The flexing of assertiveness by China, which only two years back established a military base in Djibouti, is also aimed at challenging the authority of the US, particularly in the Indian Ocean region.
The book talks about cold war emerging in the Indian Ocean and adds that “if an armed conflict emerges from either a ‘misstep’ or a more calculated provocation, it is likely to occur in the Indian Ocean where control over shipping lanes is more important than elsewhere, where divergent interests compete and overlap – and where China’s ambitions for regional supremacy are the strongest”.
While detailing how China has been expanding its influence in the countries in the Indian Ocean region, the book mentions that the Communist country’s “investment and geopolitical power plays will determine in what direction the Indian Ocean nations and territories are headed”.
The author observes: “For the British Empire, India was its prized possession. For (Chinese President) Xi (Jinping), the Indian Ocean is the pearl he wishes to secure for his growing Chinese empire – irrespective of the cost.”
At the same time, the author takes note of the counter steps being taken, especially by the US, India and Japan, which even regularly hold joint Naval exercise named ‘Malabar’.

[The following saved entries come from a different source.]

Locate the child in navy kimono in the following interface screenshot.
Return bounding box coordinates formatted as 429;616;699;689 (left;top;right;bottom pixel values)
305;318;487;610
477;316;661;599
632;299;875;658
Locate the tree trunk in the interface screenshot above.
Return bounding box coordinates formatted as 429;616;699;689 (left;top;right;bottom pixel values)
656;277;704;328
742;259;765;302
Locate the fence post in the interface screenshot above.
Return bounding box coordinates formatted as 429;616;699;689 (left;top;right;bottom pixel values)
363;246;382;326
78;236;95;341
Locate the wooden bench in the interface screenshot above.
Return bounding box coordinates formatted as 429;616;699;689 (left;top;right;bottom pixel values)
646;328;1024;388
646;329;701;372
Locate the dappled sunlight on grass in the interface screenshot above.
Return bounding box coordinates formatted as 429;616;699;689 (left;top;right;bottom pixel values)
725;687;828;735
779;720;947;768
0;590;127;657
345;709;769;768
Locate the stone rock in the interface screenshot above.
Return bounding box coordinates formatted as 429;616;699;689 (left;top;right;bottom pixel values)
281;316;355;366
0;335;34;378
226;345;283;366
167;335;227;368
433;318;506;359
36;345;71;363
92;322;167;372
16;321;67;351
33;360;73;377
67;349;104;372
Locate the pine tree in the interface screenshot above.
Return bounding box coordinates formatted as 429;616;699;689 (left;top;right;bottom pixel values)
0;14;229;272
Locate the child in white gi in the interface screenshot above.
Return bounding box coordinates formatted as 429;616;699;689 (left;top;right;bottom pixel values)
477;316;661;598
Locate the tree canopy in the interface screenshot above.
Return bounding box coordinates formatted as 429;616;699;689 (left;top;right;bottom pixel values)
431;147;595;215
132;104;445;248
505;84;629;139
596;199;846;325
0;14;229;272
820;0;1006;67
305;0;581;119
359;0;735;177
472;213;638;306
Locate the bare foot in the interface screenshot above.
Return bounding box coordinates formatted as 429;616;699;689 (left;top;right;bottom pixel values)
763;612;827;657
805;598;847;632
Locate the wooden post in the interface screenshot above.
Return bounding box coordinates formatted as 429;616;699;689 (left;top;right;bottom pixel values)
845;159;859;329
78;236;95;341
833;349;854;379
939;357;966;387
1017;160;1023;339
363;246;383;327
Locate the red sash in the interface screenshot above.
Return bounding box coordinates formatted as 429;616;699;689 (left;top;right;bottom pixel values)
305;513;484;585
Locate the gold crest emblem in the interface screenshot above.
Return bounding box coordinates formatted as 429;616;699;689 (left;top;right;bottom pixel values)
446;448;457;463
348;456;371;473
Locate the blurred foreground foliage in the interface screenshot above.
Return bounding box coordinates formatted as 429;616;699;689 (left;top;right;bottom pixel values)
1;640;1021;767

Besides the close coordination among these three countries, which are wary of expanding Chinese ambitions, he also mentions that India has set up a tri-Services command in Andaman and Nicobar Islands to keep a watch on China’s activities in Indian Ocean.
“China is apparently prepared to take huge risks but it could, and should, also be argued that it still has a long way to go before it can challenge the US in the Indian Ocean region,” the author contends.
He notes that China has for now the military base only in Djibouti, where it has positioned about 1,000 troops, although there can be space for up to 10,000.
On the other hand, the US has Diego Garcia, a much bigger military facility, and it maintains nearly 800 small and big bases in more than 70 countries and territories across the globe, including Afghanistan, Bahrain, Qatar and Kuwait, not to mention those in Japan and South Korea.
“(But) it is the trend that is important. And the fact that China is moving into areas such as the Indian Ocean where it has had no presence for centuries,” the book says.
“And everywhere the pattern is the same: loans which have to be repaid and if that cannot be done, China expects other privileges in return. This is not traditional colonialism, but a modus operandi that leads to dependence and undermines the fiscal and therefore also the political sovereignty of the indebted nations,” the author adds.
The author also asks: “And what will happen when China’s military presence in the Indian Ocean region reaches a point where traditional powers such as the US and India really feel threatened?”
He says that under President Donald Trump, who assumed office in 2017, it is not only the international reputation of the United States which has weakened but also its military commitments abroad.
“It has thus fallen on India to assert its role as a regional superpower, above all in the Indian Ocean, which the Indians have long regarded as their own waters. But for India to do so, it has had to confront a new and more assertive China,” he writes.
The book notes that India has begun to apply a policy similar to China’s BRI which Prime Minister Narendra Modi calls SAGAR, an acronym that stands for ‘Security And Growth for All in the Region’ and includes helping smaller countries with infrastructure projects as well as combating piracy, smuggling and illegal fishing.
“The aim is that it will lead to closer economic cooperation between India and its neighbours in the Indian Ocean,” the author points out.
“But although the Indian economy is expanding rapidly, it lags far behind China’s, and SAGAR can hardly compare with the BRI. The emphasis of India’s foreign policy will, therefore, be on its navy’s military cooperation with like-minded countries, especially Japan and the United States,” the book says.
“Much depends on India. India can access the Indian Ocean from east and west.When it comes to naval capabilities and experience, India is far ahead of China, which is only now becoming a naval power.
“But the very fact that China is now challenging India’s supremacy in the Indian Ocean, has led to a drive to modernize the Indian Navy and to cooperate with others in the region… Exercise Malabar being the case in point,” the author says.